From 8c49454caa636a02aa37e10b8941b7e67b6954bb Mon Sep 17 00:00:00 2001
From: Tom Lane <tgl@sss.pgh.pa.us>
Date: Mon, 30 Mar 2020 11:14:58 -0400
Subject: [PATCH] Be more careful about extracting encoding from locale strings
 on Windows.
MIME-Version: 1.0
Content-Type: text/plain; charset=UTF-8
Content-Transfer-Encoding: 8bit

GetLocaleInfoEx() can fail on strings that setlocale() was perfectly
happy with.  A common way for that to happen is if the locale string
is actually a Unix-style string, say "et_EE.UTF-8".  In that case,
what's after the dot is an encoding name, not a Windows codepage number;
blindly treating it as a codepage number led to failure, with a fairly
silly error message.  Hence, check to see if what's after the dot is
all digits, and if not, treat it as a literal encoding name rather than
a codepage number.  This will do the right thing with many Unix-style
locale strings, and produce a more sensible error message otherwise.
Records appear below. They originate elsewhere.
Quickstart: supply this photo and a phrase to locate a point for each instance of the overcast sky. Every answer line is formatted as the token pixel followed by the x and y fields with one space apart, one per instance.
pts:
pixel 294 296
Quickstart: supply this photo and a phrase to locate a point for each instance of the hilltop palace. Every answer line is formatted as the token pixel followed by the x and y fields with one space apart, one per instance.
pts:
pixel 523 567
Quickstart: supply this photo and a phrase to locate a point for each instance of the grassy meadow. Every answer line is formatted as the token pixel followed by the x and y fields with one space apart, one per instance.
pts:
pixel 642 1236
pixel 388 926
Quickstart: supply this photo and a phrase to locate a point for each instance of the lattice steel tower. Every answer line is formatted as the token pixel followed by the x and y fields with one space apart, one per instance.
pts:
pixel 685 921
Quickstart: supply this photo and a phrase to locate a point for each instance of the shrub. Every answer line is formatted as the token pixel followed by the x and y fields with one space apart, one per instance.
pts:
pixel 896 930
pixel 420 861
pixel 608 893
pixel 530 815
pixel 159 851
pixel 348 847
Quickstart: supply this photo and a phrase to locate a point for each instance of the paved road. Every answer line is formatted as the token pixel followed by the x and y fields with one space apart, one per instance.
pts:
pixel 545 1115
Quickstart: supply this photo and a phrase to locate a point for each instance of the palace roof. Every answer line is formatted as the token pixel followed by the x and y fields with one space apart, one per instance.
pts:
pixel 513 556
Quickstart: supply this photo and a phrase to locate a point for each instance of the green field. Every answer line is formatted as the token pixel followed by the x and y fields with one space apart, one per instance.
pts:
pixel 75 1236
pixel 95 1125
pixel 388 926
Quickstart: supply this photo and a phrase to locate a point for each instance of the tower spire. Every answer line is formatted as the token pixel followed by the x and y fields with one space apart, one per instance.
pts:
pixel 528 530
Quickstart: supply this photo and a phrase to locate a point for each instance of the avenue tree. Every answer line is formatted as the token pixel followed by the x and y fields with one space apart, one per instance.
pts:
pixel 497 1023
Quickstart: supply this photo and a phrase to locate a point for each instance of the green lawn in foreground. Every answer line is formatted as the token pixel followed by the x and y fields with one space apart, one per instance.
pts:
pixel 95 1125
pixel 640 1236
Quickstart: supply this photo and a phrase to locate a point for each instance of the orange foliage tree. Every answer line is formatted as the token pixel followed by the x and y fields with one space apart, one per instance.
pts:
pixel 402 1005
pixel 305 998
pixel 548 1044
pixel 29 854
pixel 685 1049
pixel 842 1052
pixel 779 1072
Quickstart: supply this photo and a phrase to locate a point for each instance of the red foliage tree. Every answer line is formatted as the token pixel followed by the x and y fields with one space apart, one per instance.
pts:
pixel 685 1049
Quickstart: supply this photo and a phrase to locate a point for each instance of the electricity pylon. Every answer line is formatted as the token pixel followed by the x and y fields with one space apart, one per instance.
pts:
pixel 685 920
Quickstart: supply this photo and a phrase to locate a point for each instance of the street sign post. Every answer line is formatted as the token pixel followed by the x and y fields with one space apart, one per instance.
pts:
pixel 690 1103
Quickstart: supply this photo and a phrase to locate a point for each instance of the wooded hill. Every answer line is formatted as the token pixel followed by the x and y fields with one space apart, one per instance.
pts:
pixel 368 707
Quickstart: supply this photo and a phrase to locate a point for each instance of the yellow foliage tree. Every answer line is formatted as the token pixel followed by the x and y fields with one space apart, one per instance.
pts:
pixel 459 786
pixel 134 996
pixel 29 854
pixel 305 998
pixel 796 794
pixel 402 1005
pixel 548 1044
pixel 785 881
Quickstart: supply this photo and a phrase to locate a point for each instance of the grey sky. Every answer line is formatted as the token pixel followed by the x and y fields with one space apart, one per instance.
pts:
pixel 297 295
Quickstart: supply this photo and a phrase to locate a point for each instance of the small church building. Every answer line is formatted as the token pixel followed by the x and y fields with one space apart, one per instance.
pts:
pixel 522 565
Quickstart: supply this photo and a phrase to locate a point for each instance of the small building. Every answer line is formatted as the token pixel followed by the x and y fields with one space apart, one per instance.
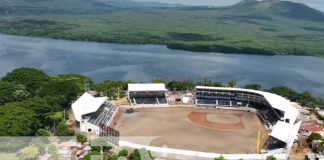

Somewhat independently of that, treat a zero (CP_ACP) result from
GetLocaleInfoEx() as meaning that we must use UTF-8 encoding.

Back-patch to all supported branches.

Juan José Santamaría Flecha

Discussion: https://postgr.es/m/24905.1585445371@sss.pgh.pa.us
---
 src/port/chklocale.c | 29 ++++++++++++++++++++++++-----
 1 file changed, 24 insertions(+), 5 deletions(-)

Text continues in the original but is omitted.